Wirth, Christian
Christian Wirth (24 Nov. 1885 – 26 May 1944), SS Sturmbannführer, was a German police officer who was assigned to supervise euthanasia killings in German mental institutions in late 1939. In late 1941, he was assigned to head the Belzec Camp. In August 1942, he became inspector of the Aktion Reinhardt camps. After this operation was terminated in 1943, he was assigned to an anti-partisan unit in northern Italy in late 1943, where he was killed by partisans in May 1944.
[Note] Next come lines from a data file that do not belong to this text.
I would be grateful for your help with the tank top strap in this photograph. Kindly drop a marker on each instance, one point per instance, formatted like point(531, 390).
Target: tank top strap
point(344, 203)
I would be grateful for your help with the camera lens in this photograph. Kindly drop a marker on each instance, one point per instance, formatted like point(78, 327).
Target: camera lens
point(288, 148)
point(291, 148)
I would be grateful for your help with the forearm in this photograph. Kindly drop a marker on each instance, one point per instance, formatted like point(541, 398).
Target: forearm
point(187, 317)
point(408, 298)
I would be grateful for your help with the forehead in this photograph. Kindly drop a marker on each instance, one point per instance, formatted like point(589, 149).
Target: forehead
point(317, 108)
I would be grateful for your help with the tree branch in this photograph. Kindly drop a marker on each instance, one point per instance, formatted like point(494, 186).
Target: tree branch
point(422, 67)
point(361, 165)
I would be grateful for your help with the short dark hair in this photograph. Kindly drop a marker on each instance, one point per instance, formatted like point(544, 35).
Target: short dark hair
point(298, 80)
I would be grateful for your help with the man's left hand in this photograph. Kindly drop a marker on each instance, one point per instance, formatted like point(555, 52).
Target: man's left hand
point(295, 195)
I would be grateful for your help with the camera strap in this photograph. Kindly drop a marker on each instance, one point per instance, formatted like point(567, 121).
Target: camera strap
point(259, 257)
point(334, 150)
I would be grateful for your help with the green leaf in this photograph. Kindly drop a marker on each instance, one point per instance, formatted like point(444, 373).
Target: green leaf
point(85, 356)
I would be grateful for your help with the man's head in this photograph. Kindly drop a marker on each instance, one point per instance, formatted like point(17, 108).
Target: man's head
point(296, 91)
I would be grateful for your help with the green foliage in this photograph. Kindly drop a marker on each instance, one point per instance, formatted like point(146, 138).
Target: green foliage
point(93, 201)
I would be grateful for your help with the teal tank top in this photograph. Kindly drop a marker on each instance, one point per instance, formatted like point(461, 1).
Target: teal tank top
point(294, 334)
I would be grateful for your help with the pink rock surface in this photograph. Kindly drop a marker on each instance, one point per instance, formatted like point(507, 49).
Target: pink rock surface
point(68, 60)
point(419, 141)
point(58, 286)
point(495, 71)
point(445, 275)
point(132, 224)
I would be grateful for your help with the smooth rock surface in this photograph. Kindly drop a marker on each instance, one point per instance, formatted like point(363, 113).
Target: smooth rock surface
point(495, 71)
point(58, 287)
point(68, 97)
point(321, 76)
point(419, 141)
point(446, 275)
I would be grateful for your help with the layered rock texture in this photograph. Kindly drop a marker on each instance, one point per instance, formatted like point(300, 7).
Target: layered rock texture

There is very little documentation about Wirth’s actual activities. His activities as commandant of the Belzec Camp are obscure, because we only have the two extremely unreliable testimonies of Kurt Gerstein and Rudolf Reder from the immediate postwar period. While Reder did not even mention Wirth, Gerstein described him as “a frail and small man,” when in fact he was tall and broad-shouldered. We furthermore have several brief references to Wirth as a brutal, calloused man, made decades after the war by defendants in West-German trials about crimes allegedly committed at the Belzec, Sobibór and Treblinka camps. It stands to reason, however, that those defendants used Wirth as a conveniently dead scapegoat who couldn’t respond to his accusers. Hence, their terse statements must be viewed with skepticism as well.
(For some details, see the index entries for C. Wirth in Mattogno 2004a, 2021b&e, Mattogno/Graf 2023, Graf/Kues/Mattogno 2020.)